可能听上去很奇怪,但在接下来的几天里,我尝试了很多寻死的方法。
上吊,绳子断了,我克服恐惧尝试了第二次,所有的绳子在一瞬间断成了一节一节的,差点没把我气笑。
服毒,砒霜都入口了,眼睛一闭一睁又醒过来了,如果不是药瓶子开着口子撒在地上,我会以为自己是在梦里服的毒。
割腕,做了很久的心理准备,才用刀割自己,但无论如何都无法将刀对准自己,差点以为眼睛出了问题,无奈放弃。
跳楼,没有足够高的楼,我也上不去,下一个。
工厂事故,我最后选择学习奶奶的死亡方法(虽然有些地狱笑话了),应聘了奶奶之前的那家工厂,并且故意不按规范操作。
我甚至已经看见我的手卷进了机器中,那股几乎让大脑空白的疼痛从手的位置传来,然而下一瞬,我发现自己完好无损地站在机器旁,手上没有任何伤口,身边的工人也没有人记得我曾将手伸进机器。
我可以说脏话吗?不行吗?那我没什么想说的了。
领了日结的工资,我磨磨蹭蹭地回到可以被称之为家的地方,这几天忙着寻死,也没怎么收拾屋子,还保持着奶奶去世那天的模样。
坐在狭小的空荡荡的房间里,我发呆了好久,终于忍不住,开口:“你到底想干什么?”
这几天的经历根本就不是正常的,倒不如说第一次跳水失败就已经反应过来了,之后的所有尝试不过是在验证我的想法。
有人在阻止我的死亡,或者并不是人,而且拥有着超乎常理力量的某个存在。
我在麻瓜世界生活了这么多年,唯一见识到的神奇力量只来自一个对象——那只白眼圈乌鸦。
我身上发生的所有异常也只能是它的干涉了。
话音落下,我耐心地等了好久,等到都快怀疑自己是不是很像自言自语的神经病时,我终于听到了鸟类扑闪翅膀的声音。
声音还是从那个熟悉的窗台传来的,一只有着白眼圈的黑色乌鸦落在窗台上,头看着我的方向。
这次乌鸦没有等我开口,它就说话了:“你忘记你付出的代价了吗?你将自己的一切作为代价许诺给我,我可没有允许你去死。”
这对吗?一个邪神怎么比我还要“珍爱”我的生命。
“哈?”接连的计划被打断,就算客观上对方是救了我的命,我也很不爽,语气也并不尊敬,甚至有些嘲讽,“你难道不想让我死吗?那我是不是还得感谢你?能不能给个准话?到底是让我保持原状活着,还是给我个痛快?”
结果乌鸦歪了歪脑袋,说:“我还没想好。”
……我没招儿了。
此时此刻,我的心情达到了一种诡异的平静。
用手撑住脑袋,闭上眼,我缓了好一会,才重新抬头看向乌鸦:“好吧,所以我要怎么称呼你?我总得知道拿走我所属权的人是谁吧。”

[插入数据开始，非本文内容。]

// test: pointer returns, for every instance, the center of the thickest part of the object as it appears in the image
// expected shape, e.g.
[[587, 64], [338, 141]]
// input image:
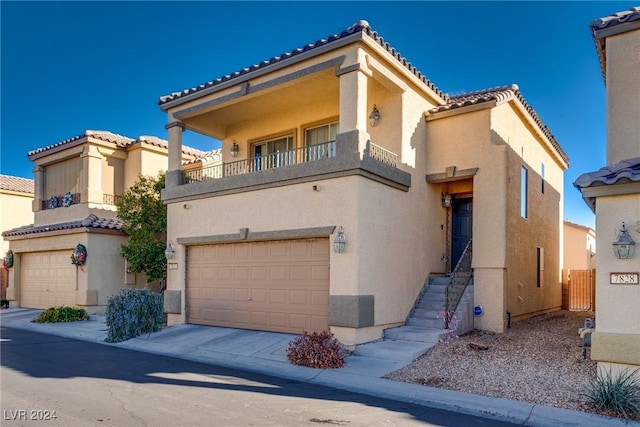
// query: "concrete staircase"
[[423, 328]]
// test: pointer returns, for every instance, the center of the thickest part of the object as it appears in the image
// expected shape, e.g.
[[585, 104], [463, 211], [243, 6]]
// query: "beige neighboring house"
[[613, 193], [344, 138], [579, 246], [16, 197], [77, 183]]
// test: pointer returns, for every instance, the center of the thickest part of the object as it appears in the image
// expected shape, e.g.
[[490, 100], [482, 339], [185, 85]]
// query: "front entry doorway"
[[461, 227]]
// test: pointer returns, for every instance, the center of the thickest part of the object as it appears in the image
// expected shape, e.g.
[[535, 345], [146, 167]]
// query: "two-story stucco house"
[[16, 196], [613, 194], [77, 183], [345, 140]]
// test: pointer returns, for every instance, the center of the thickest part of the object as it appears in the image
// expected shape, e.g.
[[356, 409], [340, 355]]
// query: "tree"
[[144, 218]]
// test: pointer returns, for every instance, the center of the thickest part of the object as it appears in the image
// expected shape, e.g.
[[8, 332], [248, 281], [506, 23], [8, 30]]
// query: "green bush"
[[61, 314], [618, 395], [132, 313], [316, 350]]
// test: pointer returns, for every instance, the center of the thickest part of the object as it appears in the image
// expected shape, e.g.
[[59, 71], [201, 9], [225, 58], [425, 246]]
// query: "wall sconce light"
[[446, 200], [339, 242], [235, 149], [169, 252], [624, 247], [374, 117]]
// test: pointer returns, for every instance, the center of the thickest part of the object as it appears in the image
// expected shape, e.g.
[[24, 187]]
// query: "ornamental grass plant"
[[616, 394]]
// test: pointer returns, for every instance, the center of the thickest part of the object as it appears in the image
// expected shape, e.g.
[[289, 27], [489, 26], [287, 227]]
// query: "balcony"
[[333, 159]]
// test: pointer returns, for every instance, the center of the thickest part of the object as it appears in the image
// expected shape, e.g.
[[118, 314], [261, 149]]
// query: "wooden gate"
[[579, 290]]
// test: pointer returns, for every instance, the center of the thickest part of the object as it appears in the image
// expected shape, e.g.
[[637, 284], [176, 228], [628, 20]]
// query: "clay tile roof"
[[600, 28], [500, 95], [17, 184], [119, 140], [359, 27], [629, 15], [626, 171], [98, 134], [159, 142], [92, 221]]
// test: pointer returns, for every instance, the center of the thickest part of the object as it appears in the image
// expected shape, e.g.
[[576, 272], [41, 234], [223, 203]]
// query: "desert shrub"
[[132, 313], [61, 314], [316, 350], [616, 394]]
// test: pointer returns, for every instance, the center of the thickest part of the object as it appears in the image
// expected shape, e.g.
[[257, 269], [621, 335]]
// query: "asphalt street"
[[57, 381]]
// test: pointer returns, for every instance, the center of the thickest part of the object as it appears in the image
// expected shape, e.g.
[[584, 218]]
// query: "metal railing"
[[458, 282], [280, 159]]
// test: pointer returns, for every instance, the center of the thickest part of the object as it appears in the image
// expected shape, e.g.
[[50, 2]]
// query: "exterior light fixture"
[[624, 247], [374, 117], [235, 149], [446, 200], [339, 242], [169, 252]]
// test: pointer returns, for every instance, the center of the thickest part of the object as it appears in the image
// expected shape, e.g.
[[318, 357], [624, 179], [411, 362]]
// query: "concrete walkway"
[[265, 352]]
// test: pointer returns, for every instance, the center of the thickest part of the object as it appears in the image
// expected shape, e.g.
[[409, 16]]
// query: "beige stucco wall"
[[15, 212], [579, 247], [498, 143], [623, 96], [104, 272], [617, 316]]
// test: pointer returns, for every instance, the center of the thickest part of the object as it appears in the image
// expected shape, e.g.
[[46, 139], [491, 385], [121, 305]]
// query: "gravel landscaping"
[[538, 360]]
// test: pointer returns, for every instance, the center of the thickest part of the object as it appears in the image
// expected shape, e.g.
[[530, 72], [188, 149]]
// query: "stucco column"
[[174, 173], [354, 108], [92, 175], [38, 189]]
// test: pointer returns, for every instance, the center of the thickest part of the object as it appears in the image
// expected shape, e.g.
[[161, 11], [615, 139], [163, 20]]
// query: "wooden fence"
[[579, 290]]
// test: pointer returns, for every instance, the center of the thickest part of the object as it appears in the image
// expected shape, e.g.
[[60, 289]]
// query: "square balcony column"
[[38, 188], [92, 175], [174, 172], [354, 108]]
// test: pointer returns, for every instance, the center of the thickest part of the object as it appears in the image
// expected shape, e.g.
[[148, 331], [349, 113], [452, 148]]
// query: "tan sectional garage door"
[[48, 279], [280, 286]]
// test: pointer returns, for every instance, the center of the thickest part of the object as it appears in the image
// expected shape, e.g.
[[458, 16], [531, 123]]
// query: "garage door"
[[48, 279], [280, 286]]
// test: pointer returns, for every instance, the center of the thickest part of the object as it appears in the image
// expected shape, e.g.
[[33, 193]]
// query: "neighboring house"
[[77, 183], [344, 138], [16, 197], [579, 247], [613, 193]]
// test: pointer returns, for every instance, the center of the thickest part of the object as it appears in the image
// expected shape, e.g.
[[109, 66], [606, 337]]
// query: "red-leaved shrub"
[[316, 350]]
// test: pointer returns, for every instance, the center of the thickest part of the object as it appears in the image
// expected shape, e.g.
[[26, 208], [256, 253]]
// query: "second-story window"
[[272, 153], [320, 141], [524, 201]]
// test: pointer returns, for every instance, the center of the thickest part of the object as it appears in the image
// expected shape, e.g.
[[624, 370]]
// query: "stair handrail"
[[454, 291]]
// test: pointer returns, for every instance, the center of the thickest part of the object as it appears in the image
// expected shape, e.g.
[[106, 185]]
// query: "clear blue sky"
[[71, 66]]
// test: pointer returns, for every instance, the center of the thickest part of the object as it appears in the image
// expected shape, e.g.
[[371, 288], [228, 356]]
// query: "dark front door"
[[462, 215]]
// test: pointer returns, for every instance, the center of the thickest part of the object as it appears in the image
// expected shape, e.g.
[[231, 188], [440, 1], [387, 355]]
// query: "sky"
[[71, 66]]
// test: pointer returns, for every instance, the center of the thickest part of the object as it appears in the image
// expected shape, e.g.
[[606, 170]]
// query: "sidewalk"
[[265, 352]]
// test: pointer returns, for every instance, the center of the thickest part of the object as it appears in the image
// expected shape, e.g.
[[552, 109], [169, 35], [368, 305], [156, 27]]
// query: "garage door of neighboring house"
[[48, 279], [280, 286]]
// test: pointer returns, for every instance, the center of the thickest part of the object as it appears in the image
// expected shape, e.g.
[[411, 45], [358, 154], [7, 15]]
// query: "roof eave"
[[333, 45]]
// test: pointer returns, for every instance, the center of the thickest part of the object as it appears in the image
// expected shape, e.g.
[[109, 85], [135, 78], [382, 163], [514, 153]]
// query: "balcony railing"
[[381, 154], [60, 201], [279, 159], [110, 199]]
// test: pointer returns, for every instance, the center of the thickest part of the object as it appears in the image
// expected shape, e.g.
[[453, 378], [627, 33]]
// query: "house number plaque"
[[624, 278]]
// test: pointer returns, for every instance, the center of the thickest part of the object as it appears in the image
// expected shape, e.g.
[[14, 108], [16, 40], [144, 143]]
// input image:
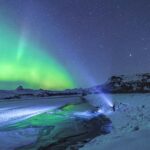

乌鸦似乎是想了想,才开口:“你说的有道理,你可以称呼我为阿蒙。”
乌鸦说话的时候,不知是否是我的错觉,我似乎看到这只鸟在笑。
错觉吗……不对,这也不是正常的鸟啊。
我决定在和乌鸦交流的时候抛弃掉常识的大脑。
“哦,阿蒙,先生还是女士?”我随口说,虽然这个名字听上去更像是男性的名字。
“都可以是。”乌鸦说。
“……好自由。”也是,都可以是会说话的乌鸦了,性别自由一点也可以理解。
我忍住了想喊“阿蒙同学”的欲望,继续聊着:“好吧,阿蒙,你到底是什么存在?”
“你奶奶有告诉过你,不要向未知的存在祈祷吗?我就是那样的存在。”乌鸦阿蒙说。
“哈,要是正神有用,我哪犯得着找邪神祈祷?所以你是一个邪神?”我吐槽了一句,随后提出猜测。
“嗯……他们更喜欢叫我渎神者。”
“听上去也不像什么好称呼,所以你的风评果然不行吧。”
“呵呵,难道你真的认为正神就是正义的存在吗?不过是为了笼络信徒编织的言论,谁知道其中有多少水分?我不需要信徒,自然也不需要所谓的风评。”
我点点头:“所以你的风评确实不行,而且也不讨大家喜欢。”
我知道我说的话一定很冒犯,可是我乐意,难道阿蒙打断我的各种寻死计划就不冒犯了吗!